Emmett didn’t hesitate. “Neither, sir. Not until this case is over.”
“You’re done with this case. Hasn’t O’Reilly gotten there yet?”
Emmett looked toward the kitchen, where Connor O’Reilly, the red-bearded Major Crime detective, had probably blasphemed a few more times.
“He’s here, sir, but we’re not handing off this case.”
“The hell we’re not.”
And then, in his very dry, matter-of-fact Yankee way—without sounding like he was gloating—Emmett told him about the still-burning fire, the fresh tire tracks, and the fingerprint match Haver Markham had discovered.
“You told me that if we found evidence Bronik was still alive, we could keep the case,” Emmett said. “Well, Captain, there’s your evidence.”
The other end of the line was suddenly very quiet.
“Hello, sir?” Emmett said. “You still there?”
“I’m here, I just . . . you really got a print?”
“Would you like me to put you on the line with Haver Markham?”
“No, no. I . . .”
His voice trailed off again. But when it came back, it did so in a different tone. Less Masshole. More actual human being. “This woman, she was really able to lead you . . . like some kind of human bloodhound?”
“Sir, I honestly don’t know what’s going on. I can only tell you what I’ve seen. And, yes, she was able to guide us through the wilderness, down roads I presume she’s never seen before, straight to the abandoned house where Matt Bronik was, perhaps as little as an hour ago.”
“Okay, then,” Carpenter said. “I’ll call the colonel and let him know what’s going on. In the meantime, if this woman really is a bloodhound, let’s get her back on the trail. She almost found our vic once. Do you think she can track him down again?”
Ten minutes later, Emmett was back in his car with Sheena next to him.
Brigid and Beppe were in the back seat.
Jenkins and O’Reilly were trailing in their own vehicles.
Emmett led them and the crime scene truck up the driveway to the top of the clearing so they could turn around. Then he got himself aimed back down the hill so this caravan—minus the crime scene truck, which was staying behind to look for more evidence—could follow him.
The snow had stopped, the clipper having passed through. The sky behind it was clearing. Bright sun was already starting to poke through the clouds, which were being carried away by a stiffening breeze.
Sheena was shifting her weight. She couldn’t seem to get comfortable.
“You ready to do this?” Emmett asked.
“I guess,” she said.
Then she added, “I still don’t know if he wants to be found.”
“It could have just been a coincidence, them leaving like that. Maybe the kidnappers’ plan all along was to stay on the move, and we just happened to barely miss them. We won’t know until we try again.”
“Okay,” she said, like she wasn’t convinced. “I’ll do my best. It’s just . . .”
“What?”
“The feeling is all mixed up right now. There’s here. Then there’s wherever he is right now. And it’s getting weaker all the time. It’s like I’m losing signal strength.”
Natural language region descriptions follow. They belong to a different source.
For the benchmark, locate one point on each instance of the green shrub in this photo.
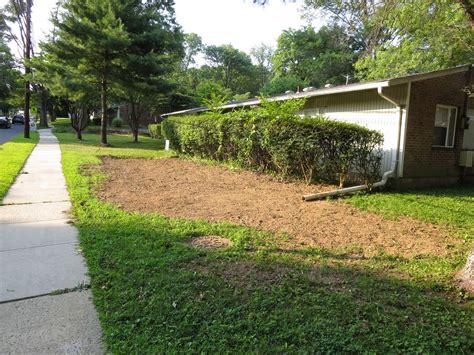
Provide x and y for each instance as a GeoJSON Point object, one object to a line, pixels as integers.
{"type": "Point", "coordinates": [154, 130]}
{"type": "Point", "coordinates": [274, 138]}
{"type": "Point", "coordinates": [117, 122]}
{"type": "Point", "coordinates": [96, 121]}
“You still feel it some, though?”
“Some, yes. I just can’t explain how strange everything feels right now. Even time itself is getting weird. It shouldn’t be today anymore, but somehow it still is. It’s like I’m being sucked into a black hole or something.”
“What does that mean?”
“Nothing.”
From the back seat, Beppe volunteered: “There’s a classic thought experiment proposed by Einstein in which he imagined what it would be like to get dragged into a black hole. His prediction was that as you got closer, the immense gravitational pull of the black hole would accelerate you closer and closer to the speed of light, such that time would actually start to move much slower for you—and, therefore, relatively speaking, much faster everywhere else. Galaxies would start spinning around you like pinwheels, which would mean thousands of Earth years were passing by. But to you, it would still seem like a fraction of a second.”
“Uh-huh,” Emmett said.
Which was about how much sense this made to him.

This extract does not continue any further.